If the research is saying, "US college students are not learning basic thinking skills" they are probably right.  The next question is whether US colleges are teaching them.  (If they aren't trying to teach them and are teaching something else, then so what?)  My experience, and I'll try to do another post on this, is that there are serious institutional barriers to teaching thinking skills, even for those who want to.  As someone who taught graduate students in relatively small classes, I had the luxury of being able to assign (and comment on in detail) many writing assignments over a semester.  But this is for another post. 

But if the purpose of the test is to raise awareness that these skills  - often bandied about as important - aren't being taught, then that's something else.  And should people think this is important, well, they just happen to have a test to use to measure it. 

I have no reason to be suspicious here, but we should talk about the cost of the test, because  anyone who develops such a test,  has an incentive for people to use it.  From the Council for Aid to Education:
How much does it cost?
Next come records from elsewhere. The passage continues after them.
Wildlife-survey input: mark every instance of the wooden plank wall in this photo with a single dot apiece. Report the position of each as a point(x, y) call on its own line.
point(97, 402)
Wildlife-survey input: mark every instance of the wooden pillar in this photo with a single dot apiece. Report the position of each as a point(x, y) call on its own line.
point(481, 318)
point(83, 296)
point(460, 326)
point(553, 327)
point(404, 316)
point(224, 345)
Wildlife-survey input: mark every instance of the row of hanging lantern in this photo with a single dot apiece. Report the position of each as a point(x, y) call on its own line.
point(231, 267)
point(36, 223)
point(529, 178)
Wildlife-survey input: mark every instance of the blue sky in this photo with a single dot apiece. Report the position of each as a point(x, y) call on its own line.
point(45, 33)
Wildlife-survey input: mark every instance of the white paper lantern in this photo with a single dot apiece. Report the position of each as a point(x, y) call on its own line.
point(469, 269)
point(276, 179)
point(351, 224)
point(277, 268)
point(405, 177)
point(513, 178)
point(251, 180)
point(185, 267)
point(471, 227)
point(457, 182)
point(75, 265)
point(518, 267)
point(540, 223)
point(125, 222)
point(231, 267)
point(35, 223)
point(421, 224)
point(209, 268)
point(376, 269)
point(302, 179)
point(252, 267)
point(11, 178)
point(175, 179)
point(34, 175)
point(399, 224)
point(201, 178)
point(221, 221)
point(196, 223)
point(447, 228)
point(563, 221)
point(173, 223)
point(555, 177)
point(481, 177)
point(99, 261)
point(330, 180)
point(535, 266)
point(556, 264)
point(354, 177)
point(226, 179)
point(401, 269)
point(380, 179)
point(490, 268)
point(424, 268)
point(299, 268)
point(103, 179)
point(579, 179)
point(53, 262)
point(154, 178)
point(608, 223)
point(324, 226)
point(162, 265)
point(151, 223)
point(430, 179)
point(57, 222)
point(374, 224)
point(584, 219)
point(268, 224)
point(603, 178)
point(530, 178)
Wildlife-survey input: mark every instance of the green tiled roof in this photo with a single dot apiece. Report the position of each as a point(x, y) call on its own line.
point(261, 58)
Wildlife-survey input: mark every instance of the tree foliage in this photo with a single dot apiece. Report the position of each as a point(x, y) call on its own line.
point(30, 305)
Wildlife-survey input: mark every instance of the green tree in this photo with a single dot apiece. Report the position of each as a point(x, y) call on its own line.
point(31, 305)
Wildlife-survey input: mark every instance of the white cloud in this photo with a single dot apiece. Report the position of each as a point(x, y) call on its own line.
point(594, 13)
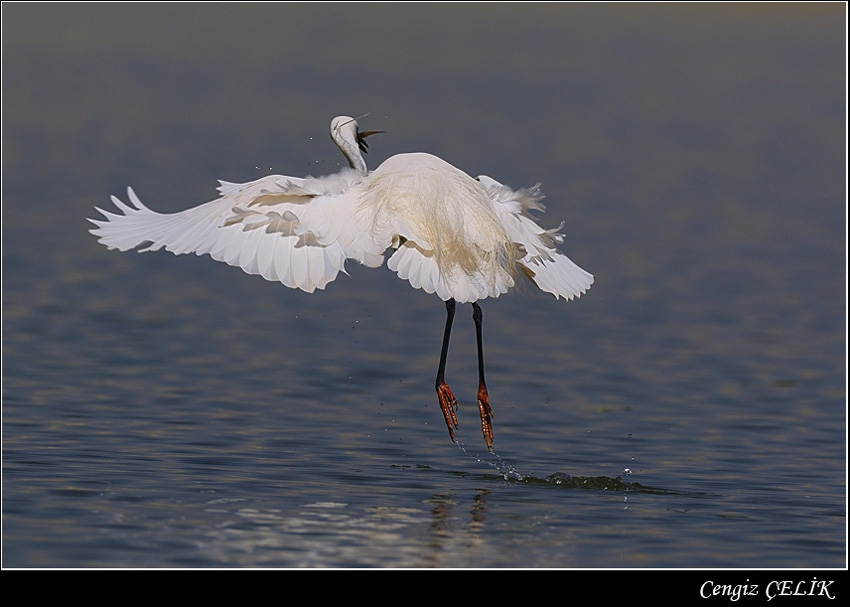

The cost is $6,500 for a one-year cross-sectional design with an additional $25 charge for each student tested over the 100 each fall and spring. If you are interested in a more specialized design model, please contact CAE staff to discuss pricing.
One hundred schools would be $650,000 per year.  That doesn't mean there is anything wrong with them making money off of this.  After all that's the incentive built into capitalism.  And these tests will be costly to grade because you need real people doing it. But one gets into the murky area between objective assessment and promoting self interest.  I have no idea where the money goes (it's a non-profit and may well go into laudatory activities), but it's a question to keep in mind.  After all, some say that No Child Left Behind was a big money maker for the test makers who lobbied hard to set up the program. 



It's also not clear to me exactly what the relationship is between Dr. Klein and the book authors Richard Arum and Josipa Roska.  The Council for Aid to Education (CAE) website says  
Dr. Stephen Klein, the principal investigator of the Lumina-funded CLA Longitudinal Study (2005-2009)
But an NYU page says:
Richard Arum, professor of sociology and education at New York University with joint appointments at FAS and NYU Steinhardt, and Josipa Roska, assistant professor of sociology at the University of Virginia, embarked on a multi-year, longitudinal study of more than 2300 undergraduate students at 24 universities across the country. Using a newly developed, state-of-the-art measurement tool, the College Learning Assessment (CLA), the research pair measured the extent to which students improved on these higher order skills. The CLA is a tool developed by the Council for Aid to Education, a national nonprofit based in New York.
Are these different studies?

Another CAE page says this.
The Council for Aid to Education (CAE) heralds the publication of Academically Adrift: Limited Learning on College Campuses, by Richard Arum and Josipa Roksa (Chicago, IL: University of Chicago Press, 2011). This study was made possible by CAE’s policy to make its Collegiate Learning Assessment (CLA) database of over 200,000 student results across hundreds of colleges available to scholars and scholarly organizations. We were pleased to assist the authors in this major Social Science Research Council sponsored project.

But if they were only using existing data, why would they say that "the research pair measured the extent. . ."?  I guess if you know they were just using existing data collected by someone else, and that they used the data to 'measure the extent . . "  but to me it sounds like they conducted the assessment itself.  I don't know which is right.

I don't think there is anything fishy here, just confusing. Maybe a webmaster put up the wrong stuff. 

The NYU Site site says:
Funding for their research was provided by the Ford, Lumina, Carnegie, and Teagle Foundations.
It used to be that studies from non-profits could be trusted.  But we've had a proliferation of "think tanks" set up to produce research that further a political or economic agenda, so we always need to look at where the money was coming from and going to.